Flaw #9 from the Project Streamline report:
More than 80 percent of the grantmakers who responded to our survey reported that they have taken steps to make their information gathering practices “more efficient and streamlined for nonprofit applicants.”
…Many streamlining strategies have turned out to be useful to foundations and their grantees. Yet others, notably online applications and common grant applications, have produced mixed results, creating new issues for grantmakers and grantseekers alike.
…Common grantmaking forms for application and reporting (here, generically referred to as CGAs), which provide a single set of application and/or reporting questions that a substantial number of funders in a region (or funding area) will accept, have seemed like a logical time and resource saving tool for philanthropy. Yet our research found surprisingly little support for common grantmaking forms as a strategy for effective streamlining. CGAs are accepted (or, much less frequently, required) by 34 percent of foundations that responded to our survey.
Common grant applications is one of those ideas that make so much sense on the surface. But then I think about how any investment manager would reject the concept of having a standard template of information on which to base their decisions. Every person has at least slightly different criteria for making an investment or grantmaking decision.
But investors do have a very important infrastructure in place that philanthropy lacks. Investors in publicly traded markets know that every company will file their financials with the SEC. Unlike nonprofits’ 990s, SEC filings are not documents focused on compliance and IRS driven issues. SEC documents are designed to inform investors (the recent changes to the 990 did move them in this direction). In addition, companies host quarterly conference calls to discuss their business. While every investor has their own criteria for investing, they have a common set of information they can obtain about any company.
But here’s the critical difference. A common grant application means that there is a standard set of information that nonprofits can send to funders. In the stock market, the common set of information is available for investors to go get. This switch from passive receiving of information to proactively going out to find what you want is one of the core changes that the internet (and especially web 2.0) bring to the world. A common grant application misses the whole value of the internet. Instead of having nonprofits fill out and submit lots of grant applications, why don’t they just post a single set of common information for any funder to download? The 990 could serve this purpose, but why should funders let the IRS dictate what information is important? Why can’t the philanthropic community design their own “impact report” template that every nonprofit could complete and keep updated? (I asked Brian Gallagher, CEO of United Way of American, this question in a recent podcast.)

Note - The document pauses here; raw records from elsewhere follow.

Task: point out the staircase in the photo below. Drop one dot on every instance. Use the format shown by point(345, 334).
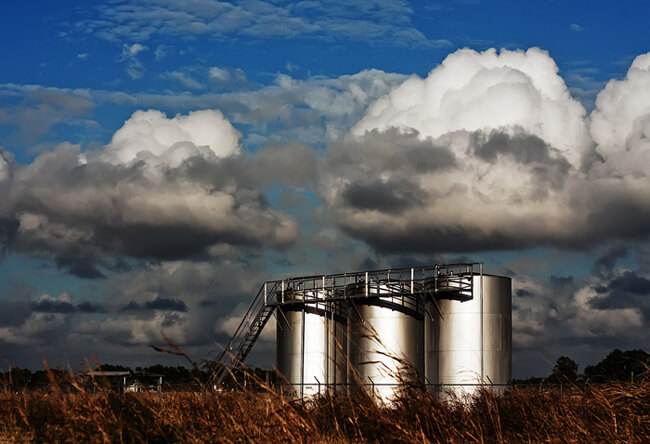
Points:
point(249, 330)
point(410, 285)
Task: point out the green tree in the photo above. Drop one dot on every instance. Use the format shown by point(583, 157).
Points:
point(565, 370)
point(619, 366)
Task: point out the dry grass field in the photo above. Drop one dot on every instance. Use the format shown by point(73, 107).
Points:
point(606, 413)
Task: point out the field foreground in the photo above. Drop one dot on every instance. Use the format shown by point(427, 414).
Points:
point(607, 413)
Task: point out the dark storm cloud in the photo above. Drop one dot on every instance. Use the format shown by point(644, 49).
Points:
point(607, 261)
point(561, 281)
point(630, 282)
point(164, 304)
point(393, 195)
point(89, 307)
point(394, 151)
point(82, 213)
point(526, 149)
point(80, 267)
point(13, 313)
point(521, 293)
point(53, 306)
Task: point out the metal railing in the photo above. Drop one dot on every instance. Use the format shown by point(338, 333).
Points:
point(404, 287)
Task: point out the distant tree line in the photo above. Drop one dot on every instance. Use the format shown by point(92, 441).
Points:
point(621, 366)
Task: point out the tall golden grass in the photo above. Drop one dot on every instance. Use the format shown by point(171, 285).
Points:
point(615, 412)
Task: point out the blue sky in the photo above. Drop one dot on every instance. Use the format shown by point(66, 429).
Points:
point(282, 159)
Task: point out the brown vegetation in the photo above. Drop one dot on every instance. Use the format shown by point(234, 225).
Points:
point(614, 412)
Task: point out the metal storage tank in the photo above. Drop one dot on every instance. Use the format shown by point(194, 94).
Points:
point(470, 342)
point(311, 346)
point(386, 338)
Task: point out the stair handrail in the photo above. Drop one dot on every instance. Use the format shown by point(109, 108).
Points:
point(264, 296)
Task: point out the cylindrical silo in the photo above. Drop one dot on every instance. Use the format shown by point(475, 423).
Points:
point(311, 346)
point(470, 342)
point(386, 337)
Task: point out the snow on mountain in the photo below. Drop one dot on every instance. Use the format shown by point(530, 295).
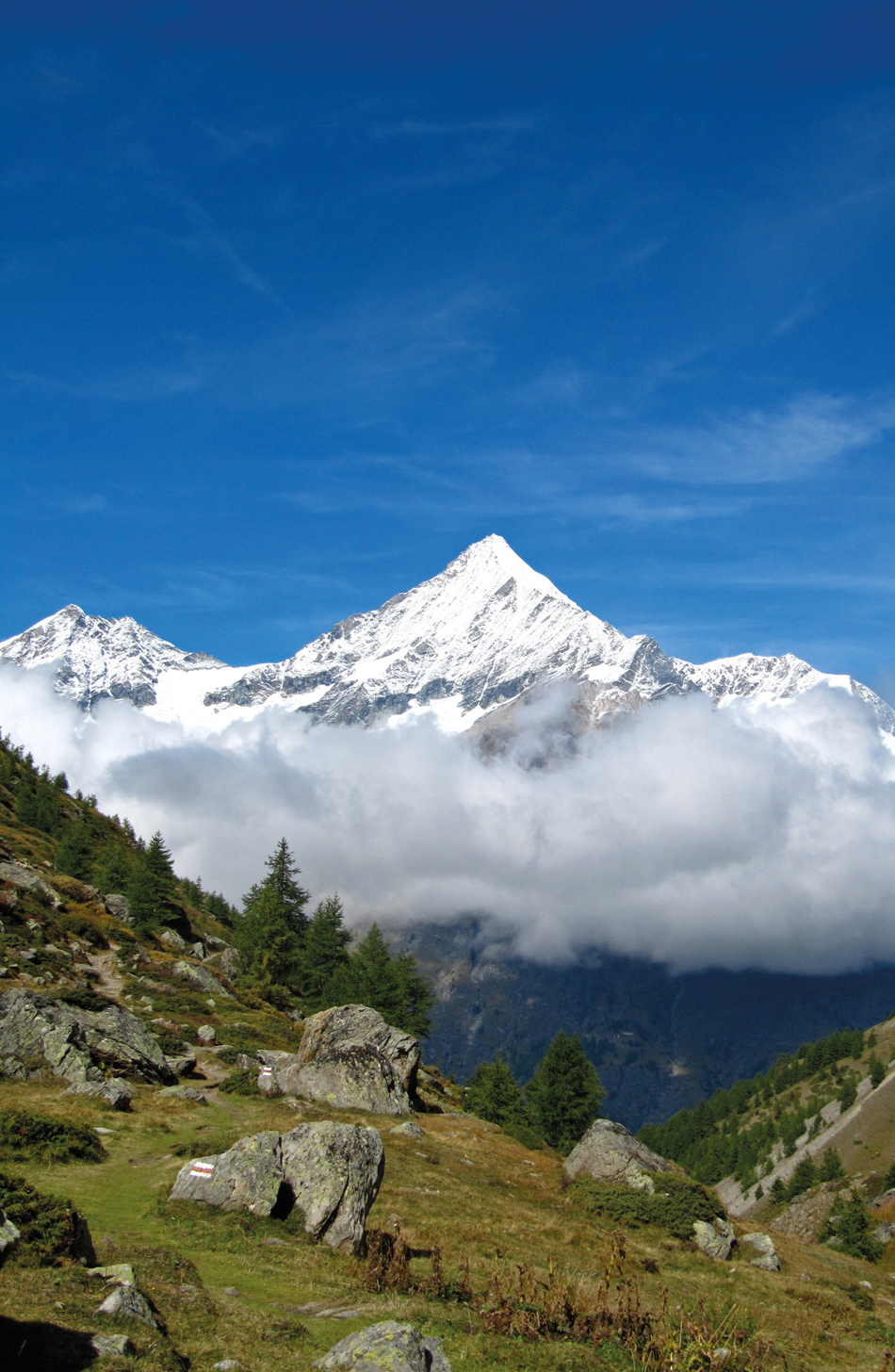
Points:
point(96, 658)
point(467, 645)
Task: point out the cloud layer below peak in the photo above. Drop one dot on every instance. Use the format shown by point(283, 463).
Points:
point(687, 834)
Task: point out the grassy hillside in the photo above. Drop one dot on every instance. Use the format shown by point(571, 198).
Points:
point(529, 1272)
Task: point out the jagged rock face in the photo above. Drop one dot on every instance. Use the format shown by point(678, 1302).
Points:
point(349, 1058)
point(714, 1239)
point(81, 1046)
point(610, 1152)
point(331, 1172)
point(470, 645)
point(101, 658)
point(391, 1347)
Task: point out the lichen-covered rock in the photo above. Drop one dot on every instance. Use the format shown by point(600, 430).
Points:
point(335, 1172)
point(126, 1299)
point(111, 1347)
point(75, 1044)
point(349, 1058)
point(119, 907)
point(201, 978)
point(714, 1239)
point(27, 880)
point(8, 1236)
point(765, 1257)
point(171, 940)
point(331, 1172)
point(114, 1091)
point(610, 1152)
point(386, 1348)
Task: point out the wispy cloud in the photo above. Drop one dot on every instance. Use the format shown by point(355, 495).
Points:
point(763, 446)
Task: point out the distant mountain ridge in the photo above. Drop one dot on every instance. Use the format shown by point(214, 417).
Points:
point(470, 645)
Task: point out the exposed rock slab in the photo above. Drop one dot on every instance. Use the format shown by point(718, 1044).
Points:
point(349, 1058)
point(330, 1170)
point(201, 978)
point(714, 1239)
point(114, 1091)
point(8, 1236)
point(128, 1301)
point(75, 1044)
point(387, 1348)
point(765, 1257)
point(610, 1152)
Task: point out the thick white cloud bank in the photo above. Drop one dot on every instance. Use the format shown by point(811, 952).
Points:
point(687, 834)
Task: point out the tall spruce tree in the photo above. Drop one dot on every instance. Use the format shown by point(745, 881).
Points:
point(282, 873)
point(326, 947)
point(564, 1094)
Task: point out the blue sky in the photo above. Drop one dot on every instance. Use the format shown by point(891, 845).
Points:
point(301, 301)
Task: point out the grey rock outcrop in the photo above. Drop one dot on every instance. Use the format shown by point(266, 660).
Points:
point(330, 1170)
point(201, 978)
point(714, 1239)
point(126, 1299)
point(119, 907)
point(171, 940)
point(349, 1058)
point(75, 1044)
point(387, 1348)
point(114, 1091)
point(765, 1257)
point(8, 1236)
point(27, 880)
point(610, 1152)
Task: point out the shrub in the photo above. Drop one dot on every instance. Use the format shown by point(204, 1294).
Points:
point(44, 1139)
point(53, 1231)
point(87, 999)
point(675, 1208)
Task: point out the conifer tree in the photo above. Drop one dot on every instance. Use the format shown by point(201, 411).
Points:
point(564, 1094)
point(282, 873)
point(493, 1094)
point(326, 947)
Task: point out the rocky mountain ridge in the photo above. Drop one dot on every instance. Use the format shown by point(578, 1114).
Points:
point(470, 645)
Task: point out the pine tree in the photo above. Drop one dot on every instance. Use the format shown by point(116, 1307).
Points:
point(282, 873)
point(270, 948)
point(564, 1094)
point(74, 855)
point(493, 1094)
point(152, 885)
point(326, 947)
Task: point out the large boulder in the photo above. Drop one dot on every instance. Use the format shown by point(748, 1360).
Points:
point(8, 1236)
point(349, 1058)
point(201, 980)
point(75, 1044)
point(610, 1152)
point(331, 1172)
point(714, 1239)
point(390, 1348)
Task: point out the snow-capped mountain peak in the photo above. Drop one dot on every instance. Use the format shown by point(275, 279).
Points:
point(98, 658)
point(468, 645)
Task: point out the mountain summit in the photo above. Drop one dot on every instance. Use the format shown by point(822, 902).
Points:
point(470, 644)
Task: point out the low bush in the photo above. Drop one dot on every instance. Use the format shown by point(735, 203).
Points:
point(53, 1231)
point(44, 1139)
point(673, 1206)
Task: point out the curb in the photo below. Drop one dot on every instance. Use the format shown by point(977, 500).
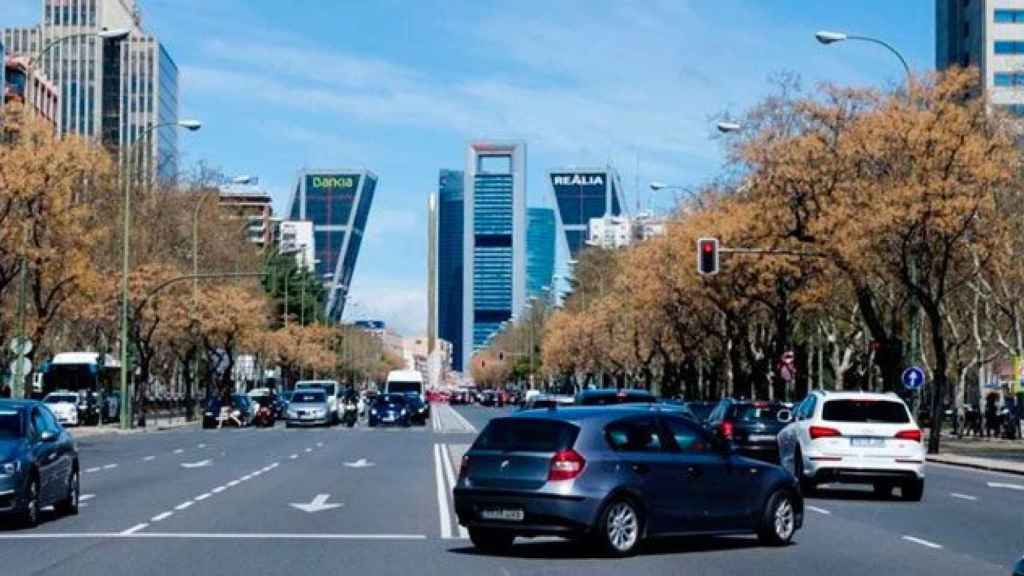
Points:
point(978, 465)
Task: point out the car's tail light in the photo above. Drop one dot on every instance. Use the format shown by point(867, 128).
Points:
point(823, 432)
point(913, 436)
point(565, 464)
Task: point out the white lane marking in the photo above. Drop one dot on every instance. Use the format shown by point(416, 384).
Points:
point(206, 535)
point(923, 542)
point(1006, 485)
point(132, 530)
point(441, 495)
point(450, 475)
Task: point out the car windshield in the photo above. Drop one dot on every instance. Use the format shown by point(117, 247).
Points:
point(10, 423)
point(526, 435)
point(866, 411)
point(55, 398)
point(300, 397)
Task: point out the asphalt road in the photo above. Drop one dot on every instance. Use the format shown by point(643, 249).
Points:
point(377, 501)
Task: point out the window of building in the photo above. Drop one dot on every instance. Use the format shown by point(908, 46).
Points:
point(1009, 47)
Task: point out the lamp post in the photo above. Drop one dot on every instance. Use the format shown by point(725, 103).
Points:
point(827, 37)
point(190, 125)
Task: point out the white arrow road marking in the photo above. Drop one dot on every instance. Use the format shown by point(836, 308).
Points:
point(923, 542)
point(1005, 485)
point(360, 463)
point(317, 504)
point(198, 464)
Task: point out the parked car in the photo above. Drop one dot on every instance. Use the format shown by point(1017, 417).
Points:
point(616, 476)
point(390, 409)
point(39, 465)
point(605, 397)
point(752, 426)
point(309, 407)
point(858, 438)
point(64, 405)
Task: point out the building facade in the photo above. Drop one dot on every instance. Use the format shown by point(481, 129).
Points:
point(449, 299)
point(541, 233)
point(583, 194)
point(989, 35)
point(113, 90)
point(495, 240)
point(338, 203)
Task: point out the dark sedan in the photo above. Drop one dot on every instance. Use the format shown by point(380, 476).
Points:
point(38, 462)
point(390, 409)
point(752, 426)
point(616, 475)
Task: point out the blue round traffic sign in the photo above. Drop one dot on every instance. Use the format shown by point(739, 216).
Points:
point(913, 378)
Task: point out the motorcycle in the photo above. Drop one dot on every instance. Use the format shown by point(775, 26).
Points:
point(350, 414)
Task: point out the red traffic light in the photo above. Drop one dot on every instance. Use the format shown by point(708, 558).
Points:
point(708, 260)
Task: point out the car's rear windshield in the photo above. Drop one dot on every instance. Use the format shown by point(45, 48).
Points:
point(526, 435)
point(756, 412)
point(301, 396)
point(866, 411)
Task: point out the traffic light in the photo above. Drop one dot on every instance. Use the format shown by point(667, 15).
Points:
point(708, 256)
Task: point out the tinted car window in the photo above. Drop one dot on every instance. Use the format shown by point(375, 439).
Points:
point(526, 436)
point(639, 435)
point(866, 411)
point(687, 437)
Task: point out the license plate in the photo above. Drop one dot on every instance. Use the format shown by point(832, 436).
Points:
point(867, 442)
point(508, 515)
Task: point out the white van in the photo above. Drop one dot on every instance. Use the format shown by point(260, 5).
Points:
point(401, 381)
point(329, 386)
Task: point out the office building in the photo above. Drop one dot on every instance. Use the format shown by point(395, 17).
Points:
point(582, 194)
point(989, 35)
point(337, 202)
point(449, 238)
point(495, 240)
point(112, 90)
point(540, 251)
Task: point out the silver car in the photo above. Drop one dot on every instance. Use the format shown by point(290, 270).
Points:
point(308, 408)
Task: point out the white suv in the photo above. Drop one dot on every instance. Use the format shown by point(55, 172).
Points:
point(856, 438)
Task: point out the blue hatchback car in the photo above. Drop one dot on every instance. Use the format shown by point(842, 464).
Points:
point(616, 475)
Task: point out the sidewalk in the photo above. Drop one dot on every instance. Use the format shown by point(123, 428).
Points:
point(983, 453)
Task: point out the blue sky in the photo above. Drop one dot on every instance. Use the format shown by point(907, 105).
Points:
point(400, 86)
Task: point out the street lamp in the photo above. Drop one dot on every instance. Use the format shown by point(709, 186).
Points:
point(190, 125)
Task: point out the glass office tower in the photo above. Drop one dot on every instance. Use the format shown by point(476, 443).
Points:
point(338, 203)
point(495, 240)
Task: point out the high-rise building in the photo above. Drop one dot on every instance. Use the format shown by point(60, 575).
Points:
point(338, 203)
point(495, 240)
point(989, 35)
point(540, 251)
point(113, 90)
point(582, 194)
point(449, 293)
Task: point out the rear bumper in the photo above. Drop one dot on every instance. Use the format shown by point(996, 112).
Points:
point(544, 515)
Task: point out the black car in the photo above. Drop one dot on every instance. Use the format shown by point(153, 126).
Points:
point(38, 462)
point(752, 426)
point(390, 409)
point(607, 397)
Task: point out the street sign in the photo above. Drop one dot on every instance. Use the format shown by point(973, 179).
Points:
point(20, 345)
point(25, 369)
point(913, 378)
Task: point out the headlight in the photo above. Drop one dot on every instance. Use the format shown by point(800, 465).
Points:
point(8, 468)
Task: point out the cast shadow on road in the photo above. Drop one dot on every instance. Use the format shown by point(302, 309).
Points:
point(569, 549)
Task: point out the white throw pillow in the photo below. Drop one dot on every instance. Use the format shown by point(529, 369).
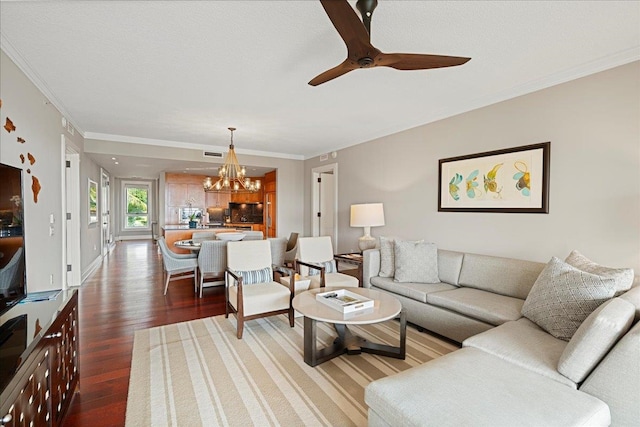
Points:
point(387, 262)
point(563, 296)
point(416, 262)
point(622, 276)
point(594, 338)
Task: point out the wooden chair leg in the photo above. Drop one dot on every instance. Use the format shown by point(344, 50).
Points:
point(240, 327)
point(166, 286)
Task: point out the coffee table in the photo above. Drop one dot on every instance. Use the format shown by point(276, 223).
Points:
point(385, 308)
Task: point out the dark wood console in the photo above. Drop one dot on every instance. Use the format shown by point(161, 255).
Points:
point(41, 391)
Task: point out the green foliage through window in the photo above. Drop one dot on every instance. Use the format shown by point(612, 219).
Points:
point(137, 211)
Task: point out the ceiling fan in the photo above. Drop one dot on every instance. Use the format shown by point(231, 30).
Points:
point(360, 51)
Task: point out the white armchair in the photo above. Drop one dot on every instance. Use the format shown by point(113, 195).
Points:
point(315, 259)
point(250, 291)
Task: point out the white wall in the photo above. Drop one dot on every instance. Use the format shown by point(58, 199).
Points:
point(593, 124)
point(40, 124)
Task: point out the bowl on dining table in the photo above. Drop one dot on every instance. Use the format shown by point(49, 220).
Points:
point(231, 236)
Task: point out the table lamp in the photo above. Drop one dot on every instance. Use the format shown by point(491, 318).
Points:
point(367, 215)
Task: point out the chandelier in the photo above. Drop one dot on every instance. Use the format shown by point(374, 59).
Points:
point(231, 176)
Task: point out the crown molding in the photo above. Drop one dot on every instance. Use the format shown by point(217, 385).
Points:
point(37, 81)
point(190, 145)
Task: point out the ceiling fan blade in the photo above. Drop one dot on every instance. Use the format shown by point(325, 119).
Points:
point(416, 61)
point(349, 26)
point(331, 74)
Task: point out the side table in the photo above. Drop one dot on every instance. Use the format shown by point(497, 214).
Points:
point(354, 258)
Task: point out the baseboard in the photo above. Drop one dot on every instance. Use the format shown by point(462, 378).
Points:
point(135, 237)
point(92, 268)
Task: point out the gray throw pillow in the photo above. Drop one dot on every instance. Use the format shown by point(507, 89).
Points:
point(387, 262)
point(416, 262)
point(563, 296)
point(594, 338)
point(622, 276)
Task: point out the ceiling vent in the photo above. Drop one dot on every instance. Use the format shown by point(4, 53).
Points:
point(212, 154)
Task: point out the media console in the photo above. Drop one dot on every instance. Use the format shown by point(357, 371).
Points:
point(40, 392)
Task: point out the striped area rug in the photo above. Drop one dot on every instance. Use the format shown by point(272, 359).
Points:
point(198, 373)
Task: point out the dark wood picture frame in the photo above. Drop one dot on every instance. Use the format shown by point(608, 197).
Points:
point(512, 180)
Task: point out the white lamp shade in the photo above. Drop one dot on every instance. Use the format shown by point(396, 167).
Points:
point(367, 215)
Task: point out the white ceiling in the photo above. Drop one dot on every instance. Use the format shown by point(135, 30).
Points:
point(183, 71)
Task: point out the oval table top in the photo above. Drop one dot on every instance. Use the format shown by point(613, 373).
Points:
point(385, 307)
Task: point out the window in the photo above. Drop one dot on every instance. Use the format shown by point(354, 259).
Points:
point(136, 206)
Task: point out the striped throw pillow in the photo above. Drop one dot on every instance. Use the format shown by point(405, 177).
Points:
point(251, 277)
point(329, 267)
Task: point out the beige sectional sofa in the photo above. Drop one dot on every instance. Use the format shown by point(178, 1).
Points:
point(509, 370)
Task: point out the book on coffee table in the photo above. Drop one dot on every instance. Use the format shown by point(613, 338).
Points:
point(344, 301)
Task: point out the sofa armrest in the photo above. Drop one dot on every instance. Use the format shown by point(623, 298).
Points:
point(370, 266)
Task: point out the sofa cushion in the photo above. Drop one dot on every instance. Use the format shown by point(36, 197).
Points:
point(387, 258)
point(416, 262)
point(505, 276)
point(449, 265)
point(623, 276)
point(416, 291)
point(472, 388)
point(525, 345)
point(482, 305)
point(615, 380)
point(633, 296)
point(563, 296)
point(595, 337)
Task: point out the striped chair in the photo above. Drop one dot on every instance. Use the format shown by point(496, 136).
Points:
point(250, 291)
point(177, 266)
point(212, 262)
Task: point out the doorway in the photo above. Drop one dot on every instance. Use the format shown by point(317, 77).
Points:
point(324, 190)
point(71, 213)
point(105, 212)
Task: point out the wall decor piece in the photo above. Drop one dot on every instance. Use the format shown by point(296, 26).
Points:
point(93, 202)
point(513, 180)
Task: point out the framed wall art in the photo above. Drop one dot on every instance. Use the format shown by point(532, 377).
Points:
point(93, 202)
point(513, 180)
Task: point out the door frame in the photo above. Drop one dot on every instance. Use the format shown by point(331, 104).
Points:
point(105, 209)
point(315, 203)
point(71, 223)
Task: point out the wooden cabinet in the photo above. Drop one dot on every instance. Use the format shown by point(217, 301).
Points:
point(270, 200)
point(41, 391)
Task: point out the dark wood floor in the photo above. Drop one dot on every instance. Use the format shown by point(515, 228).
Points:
point(122, 296)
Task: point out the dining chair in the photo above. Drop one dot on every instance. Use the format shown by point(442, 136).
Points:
point(177, 266)
point(212, 262)
point(250, 291)
point(315, 259)
point(278, 246)
point(291, 249)
point(253, 235)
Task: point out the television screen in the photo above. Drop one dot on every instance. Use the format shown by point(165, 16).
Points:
point(12, 256)
point(13, 342)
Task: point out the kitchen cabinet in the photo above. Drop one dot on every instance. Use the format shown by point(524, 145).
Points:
point(41, 391)
point(270, 200)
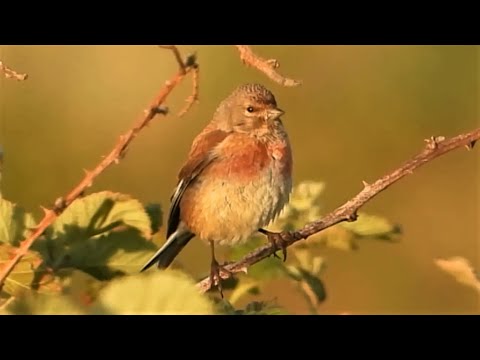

Personally I think that most funders should do away with even accepting most grant requests. I think it would be boring to be deluged with requests, most of which I wasn’t interested in. Sounds like spam to me. I’m much more interested in proactively identifying and researching the investments (for-profit or nonprofit) that I am interested in. It sure would help if I could pull up good information about nonprofits on Google Finance the same way I can pull up good information on stocks!
Update: I should be more clear when I say foundations should not accept grant applications. What I believe is that the system of philanthropy should switch from a system of where nonprofits ask for money to one where funders proactively seek out grantees. I layed this thesis out in a Financial Times column earlier this year. But within the current context, I realize there are ramifications if a single foundation stops accepting requests.